Category: AI evaluations Published: June 25, 2026 Modified: June 25, 2026 Last reviewed: June 25, 2026 Tags: Tau-bench, tool use, conversational agents, policy following, benchmarks

Definition

Tau-bench is a benchmark for evaluating language agents in tool-agent-user interaction. The core paper is τ-bench: A Benchmark for Tool-Agent-User Interaction in Real-World Domains, arXiv:2406.12045, by Shunyu Yao, Noah Shinn, Pedram Razavi, and Karthik Narasimhan. It was submitted to arXiv on June 17, 2024.

The benchmark studies a setting that ordinary tool-call tests often simplify away: a user is present, the agent has domain-specific API tools, and the agent must follow policy while changing the state of a simulated business environment. The paper's title uses the Greek tau, but the site uses Tau-bench here for searchable plain text.

Problem Statement

The paper argues that many agent benchmarks do not adequately test two deployment-critical behaviors: interaction with human users and adherence to domain-specific rules. A customer-service agent, travel assistant, support agent, or account workflow agent is not only solving a puzzle. It is conversing with a counterparty, checking policy, asking for missing information, choosing tools, and deciding when not to act.

This is the difference between a function-call demo and a service workflow. A syntactically valid tool call can still violate refund policy, use stale facts, skip required confirmation, modify the wrong record, or leave the user with a plausible but false explanation. Tau-bench makes the conversation and the final world state part of the same evaluation object.

Benchmark Design

The arXiv abstract describes Tau-bench as emulating dynamic conversations between a simulated user and a language agent. The agent receives domain-specific API tools and policy guidelines. The user is also simulated by language models, so the benchmark can generate multi-turn interaction rather than a single static instruction.

Evaluation is not based only on whether the final answer sounds right. The paper says Tau-bench compares the database state at the end of the conversation with an annotated goal state. The Sierra Research repository provides the code and data for the benchmark and exposes airline and retail environments in its README examples and leaderboards.

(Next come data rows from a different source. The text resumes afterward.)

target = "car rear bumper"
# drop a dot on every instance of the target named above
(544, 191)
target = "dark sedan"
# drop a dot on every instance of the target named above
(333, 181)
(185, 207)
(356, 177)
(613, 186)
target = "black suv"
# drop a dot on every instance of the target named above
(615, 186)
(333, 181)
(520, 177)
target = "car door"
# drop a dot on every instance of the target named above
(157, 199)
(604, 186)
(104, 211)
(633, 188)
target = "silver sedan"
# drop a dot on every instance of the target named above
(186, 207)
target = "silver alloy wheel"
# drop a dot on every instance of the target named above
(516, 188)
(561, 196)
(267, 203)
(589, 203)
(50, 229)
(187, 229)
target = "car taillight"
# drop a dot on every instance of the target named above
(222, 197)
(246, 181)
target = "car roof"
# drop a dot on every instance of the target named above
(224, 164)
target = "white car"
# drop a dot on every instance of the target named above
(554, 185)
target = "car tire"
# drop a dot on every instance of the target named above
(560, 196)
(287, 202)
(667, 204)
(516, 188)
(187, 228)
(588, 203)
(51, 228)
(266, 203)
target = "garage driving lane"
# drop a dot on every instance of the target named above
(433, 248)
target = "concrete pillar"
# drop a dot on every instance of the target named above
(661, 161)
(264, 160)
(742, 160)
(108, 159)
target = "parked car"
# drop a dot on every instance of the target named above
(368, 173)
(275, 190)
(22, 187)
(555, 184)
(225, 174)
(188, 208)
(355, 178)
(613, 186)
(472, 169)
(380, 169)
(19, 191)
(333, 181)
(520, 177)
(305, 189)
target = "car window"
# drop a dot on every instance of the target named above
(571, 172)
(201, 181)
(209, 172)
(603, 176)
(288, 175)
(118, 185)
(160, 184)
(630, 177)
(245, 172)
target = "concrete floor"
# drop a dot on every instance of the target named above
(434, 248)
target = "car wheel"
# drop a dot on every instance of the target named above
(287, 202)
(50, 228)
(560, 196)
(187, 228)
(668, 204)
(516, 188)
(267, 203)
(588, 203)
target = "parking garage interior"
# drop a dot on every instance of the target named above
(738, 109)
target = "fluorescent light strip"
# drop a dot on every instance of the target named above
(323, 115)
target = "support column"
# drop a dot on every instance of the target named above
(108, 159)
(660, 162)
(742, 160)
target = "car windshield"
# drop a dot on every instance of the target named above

That makes the benchmark closer to transaction testing than chat evaluation: the record, booking, order, refund, or account state has to end up where the task says it should.

Reliability Metric

Tau-bench introduced pass^k as a reliability metric over multiple trials. The point is that a user-facing agent can be unacceptable even when it sometimes succeeds. If the same task succeeds on one run and fails on another because the model drifts through the conversation differently, the system is hard to trust in production.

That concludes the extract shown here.